I have it on good authority the D400 has started production at the Sendai plant in Japan, will be introduced at Photokina in Sept. and ship in Oct.
The D600 is NOT in the pipeline.


----------



## zamanakhan (Jun 6, 2012)

dvhughes said:


> I have it on good authority the D400 has started production at the Sendai plant in Japan, will be introduced at Photokina in Sept. and ship in Oct.
> The D600 is NOT in the pipeline.



umm where exactly does this good authority come from?


----------



## Bukitimah (Jun 13, 2012)

Actually, I feel all these newer models are both good and bad news. Bad news is those with the older models will see their purchase drop in value if they intent to sell them. The newer models are not take so special anyway. The good news are, if you are buying pre-owned to upgrade. This is a good time to do it.
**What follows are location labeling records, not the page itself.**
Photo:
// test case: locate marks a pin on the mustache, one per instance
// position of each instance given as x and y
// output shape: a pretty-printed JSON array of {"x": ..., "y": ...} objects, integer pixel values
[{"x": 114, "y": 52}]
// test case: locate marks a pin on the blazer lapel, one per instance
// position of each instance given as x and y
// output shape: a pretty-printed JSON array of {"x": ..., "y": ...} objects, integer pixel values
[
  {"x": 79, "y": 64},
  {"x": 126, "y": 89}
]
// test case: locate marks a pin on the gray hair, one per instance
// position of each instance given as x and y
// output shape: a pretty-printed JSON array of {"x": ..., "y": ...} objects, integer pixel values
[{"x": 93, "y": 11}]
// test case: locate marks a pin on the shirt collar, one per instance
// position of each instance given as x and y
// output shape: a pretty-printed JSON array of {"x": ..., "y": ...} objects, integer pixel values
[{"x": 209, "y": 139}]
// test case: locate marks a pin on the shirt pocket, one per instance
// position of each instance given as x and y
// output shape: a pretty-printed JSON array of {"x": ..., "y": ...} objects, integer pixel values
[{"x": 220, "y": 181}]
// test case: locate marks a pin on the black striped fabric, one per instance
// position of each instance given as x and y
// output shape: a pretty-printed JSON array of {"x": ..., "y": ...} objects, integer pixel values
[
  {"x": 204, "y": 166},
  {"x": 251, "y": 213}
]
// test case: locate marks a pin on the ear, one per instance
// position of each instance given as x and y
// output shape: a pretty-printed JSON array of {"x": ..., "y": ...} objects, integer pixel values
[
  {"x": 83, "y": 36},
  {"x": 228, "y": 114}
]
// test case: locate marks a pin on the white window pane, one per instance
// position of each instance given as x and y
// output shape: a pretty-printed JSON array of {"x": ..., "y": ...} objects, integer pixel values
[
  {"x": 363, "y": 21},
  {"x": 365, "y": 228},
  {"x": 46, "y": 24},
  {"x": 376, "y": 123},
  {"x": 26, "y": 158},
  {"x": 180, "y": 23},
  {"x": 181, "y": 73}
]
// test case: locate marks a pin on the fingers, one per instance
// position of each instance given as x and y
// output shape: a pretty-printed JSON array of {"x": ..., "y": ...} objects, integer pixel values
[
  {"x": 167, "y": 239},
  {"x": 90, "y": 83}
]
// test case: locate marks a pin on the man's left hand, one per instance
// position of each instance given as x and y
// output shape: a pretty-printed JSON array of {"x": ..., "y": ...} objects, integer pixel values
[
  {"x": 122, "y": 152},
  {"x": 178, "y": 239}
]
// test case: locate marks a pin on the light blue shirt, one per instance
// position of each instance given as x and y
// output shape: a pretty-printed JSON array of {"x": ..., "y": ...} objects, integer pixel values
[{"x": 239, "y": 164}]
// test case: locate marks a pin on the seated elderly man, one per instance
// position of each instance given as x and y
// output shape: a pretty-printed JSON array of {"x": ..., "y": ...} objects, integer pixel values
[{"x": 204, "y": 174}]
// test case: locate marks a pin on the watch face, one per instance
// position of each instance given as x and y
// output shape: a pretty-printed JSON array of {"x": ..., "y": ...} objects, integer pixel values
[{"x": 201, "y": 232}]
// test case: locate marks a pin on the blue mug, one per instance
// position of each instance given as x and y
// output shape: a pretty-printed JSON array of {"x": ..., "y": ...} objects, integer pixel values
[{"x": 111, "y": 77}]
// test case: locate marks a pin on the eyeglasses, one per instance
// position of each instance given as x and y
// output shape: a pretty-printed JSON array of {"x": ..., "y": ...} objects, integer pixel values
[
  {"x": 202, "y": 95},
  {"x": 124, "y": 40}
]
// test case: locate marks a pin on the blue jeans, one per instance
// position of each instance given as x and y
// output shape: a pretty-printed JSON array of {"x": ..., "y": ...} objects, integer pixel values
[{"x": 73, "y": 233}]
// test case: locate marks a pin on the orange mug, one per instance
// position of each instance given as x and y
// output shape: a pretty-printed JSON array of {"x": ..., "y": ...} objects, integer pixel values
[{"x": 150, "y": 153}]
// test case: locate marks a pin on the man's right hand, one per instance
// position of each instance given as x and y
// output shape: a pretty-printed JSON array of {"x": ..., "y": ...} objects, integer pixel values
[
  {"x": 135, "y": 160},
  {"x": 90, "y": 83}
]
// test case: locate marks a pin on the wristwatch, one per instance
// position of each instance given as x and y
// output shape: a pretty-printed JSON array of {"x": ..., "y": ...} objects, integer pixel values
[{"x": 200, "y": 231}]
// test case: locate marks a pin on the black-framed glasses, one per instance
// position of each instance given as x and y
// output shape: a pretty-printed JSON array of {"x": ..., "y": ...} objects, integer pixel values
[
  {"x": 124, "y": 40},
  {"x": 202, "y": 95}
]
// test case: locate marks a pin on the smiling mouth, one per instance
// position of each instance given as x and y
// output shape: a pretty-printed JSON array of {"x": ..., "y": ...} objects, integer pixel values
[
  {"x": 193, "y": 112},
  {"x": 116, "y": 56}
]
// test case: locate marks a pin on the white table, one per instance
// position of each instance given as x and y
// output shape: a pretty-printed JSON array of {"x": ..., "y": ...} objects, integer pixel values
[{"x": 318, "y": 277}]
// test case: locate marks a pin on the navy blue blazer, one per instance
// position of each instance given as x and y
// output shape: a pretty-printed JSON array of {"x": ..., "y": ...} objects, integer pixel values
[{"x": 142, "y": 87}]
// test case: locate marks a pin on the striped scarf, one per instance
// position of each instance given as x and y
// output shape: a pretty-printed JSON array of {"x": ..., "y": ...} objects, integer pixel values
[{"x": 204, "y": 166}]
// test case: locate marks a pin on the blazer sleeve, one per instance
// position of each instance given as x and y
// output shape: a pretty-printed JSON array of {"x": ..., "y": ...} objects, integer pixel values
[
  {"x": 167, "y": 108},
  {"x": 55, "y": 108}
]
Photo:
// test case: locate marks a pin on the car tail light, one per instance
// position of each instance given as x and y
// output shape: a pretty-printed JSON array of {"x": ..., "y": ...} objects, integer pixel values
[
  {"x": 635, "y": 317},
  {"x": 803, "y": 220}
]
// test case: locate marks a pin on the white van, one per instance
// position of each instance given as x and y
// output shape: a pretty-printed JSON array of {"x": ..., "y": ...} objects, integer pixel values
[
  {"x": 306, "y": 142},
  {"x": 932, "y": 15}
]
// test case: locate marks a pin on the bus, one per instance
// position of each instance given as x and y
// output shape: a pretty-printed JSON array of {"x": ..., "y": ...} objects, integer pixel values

Even if you are going for the newer models, I am sure there are stuff that you will enjoy but just has to pay more.


----------



## Markw (Jun 13, 2012)

http://nikonrumors.com/2012/06/13/some-fresh-nikon-d400-rumors.aspx/

Mark


----------



## mjhoward (Jun 13, 2012)

Looks like it'll have a really good AF system (AF up to f/8) but dang those are some tiny 3.8um pixels!


----------



## sovietdoc (Jun 13, 2012)

ZapoTeX said:


> This is what I commented on Nikon Rumors:
> 
> There&#8217;s no way either the D600 or D7000 can replace the D300s.
> 
> ...



Well, to kick canon's ass you'd really need to get into D4's fps range which is still possible because one would be FF and one would be crop...


----------



## Sifor (Jun 14, 2012)

dvhughes said:


> The D600 is NOT in the pipeline.



First leaked Nikon D600 images | Nikon Rumors

Sorry, had to


----------



## Solarflare (Jun 14, 2012)

Sadly we dont see the backside.

I really would love to know if the D600 would have a swivel monitor !


----------



## sleist (Jun 14, 2012)

dvhughes said:


> I have it on good authority the D400 has started production at the Sendai plant in Japan, will be introduced at Photokina in Sept. and ship in Oct.
> The D600 is NOT in the pipeline.



Given the fact that all DX bodies are made in Thailand, I would say your credibility is pretty much zero.


----------



## jamesbjenkins (Jun 14, 2012)

dvhughes said:
			
		

> I have it on good authority the D400 has started production at the Sendai plant in Japan, will be introduced at Photokina in Sept. and ship in Oct.
> The D600 is NOT in the pipeline.



Keep walking, troll.


----------



## Forkie (Jun 14, 2012)

I generally don't care what new cameras have unless I need to buy one which is a rare occurrence indeed.


----------



## morganza (Jun 14, 2012)

Mach0 said:


> I know this has been mentioned before in the past but I just got this in my news feed from Nikon rumors on Facebook.



Haha, me too.


----------